A Boston native, his family moved to Los Angeles when he was a teenager. He soon became interested in the movie
business, and was still a student at Beverly Hills High School when he started working as a director for Fox Movietone
newsreels. He had just graduated from USC, where he majored in journalism and film, when the U.S. entered World
War II. He served a stint in the Army's Motion Picture Division. When he left the service, got a job as an editor
When television arrived, he became involved immediately, as producer and director of "The Cases of Eddie Drake,"
an early detective series.

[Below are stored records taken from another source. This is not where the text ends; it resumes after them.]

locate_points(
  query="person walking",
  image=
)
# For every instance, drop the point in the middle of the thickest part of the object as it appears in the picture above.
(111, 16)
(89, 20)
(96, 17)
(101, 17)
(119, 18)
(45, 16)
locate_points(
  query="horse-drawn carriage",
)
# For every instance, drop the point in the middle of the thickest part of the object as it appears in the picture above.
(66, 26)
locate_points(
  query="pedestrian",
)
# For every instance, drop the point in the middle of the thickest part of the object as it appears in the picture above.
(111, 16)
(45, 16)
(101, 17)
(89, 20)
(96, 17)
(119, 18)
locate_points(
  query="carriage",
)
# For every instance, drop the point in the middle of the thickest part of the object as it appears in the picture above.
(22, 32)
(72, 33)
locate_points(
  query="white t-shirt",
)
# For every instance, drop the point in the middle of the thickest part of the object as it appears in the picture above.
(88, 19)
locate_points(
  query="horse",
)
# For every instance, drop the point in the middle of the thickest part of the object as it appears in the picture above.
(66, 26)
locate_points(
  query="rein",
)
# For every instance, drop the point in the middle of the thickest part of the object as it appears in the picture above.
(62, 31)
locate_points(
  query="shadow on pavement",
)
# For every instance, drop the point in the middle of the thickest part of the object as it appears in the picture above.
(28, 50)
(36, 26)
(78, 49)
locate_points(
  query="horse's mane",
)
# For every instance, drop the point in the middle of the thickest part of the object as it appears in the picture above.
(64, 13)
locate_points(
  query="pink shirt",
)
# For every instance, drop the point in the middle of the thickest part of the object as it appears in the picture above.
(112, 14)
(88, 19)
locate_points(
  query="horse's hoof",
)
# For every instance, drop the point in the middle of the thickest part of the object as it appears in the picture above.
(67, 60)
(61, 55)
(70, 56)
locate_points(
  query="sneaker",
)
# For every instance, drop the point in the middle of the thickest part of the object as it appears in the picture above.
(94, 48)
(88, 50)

He later worked on a number of series, including "Highway Patrol," "Sky
King," "Sea Hunt," "Maverick" and "77 Sunset Strip."
He also landed directing jobs in a number of B movies made for the flouishing "drive-in" market, gaining
a reputation for bringing projects in on time and under budget. Among them: "The Magnetic Monster," "Donovan's
Brain," "Blood of Dracula" and "Gog," shot in 3-D.
In later years, Strock owned a post-production facility, and wrote about his career in the 2000 book Picture Perfect.
He is survived by his wife of 64 years, three daughters and two grandsons.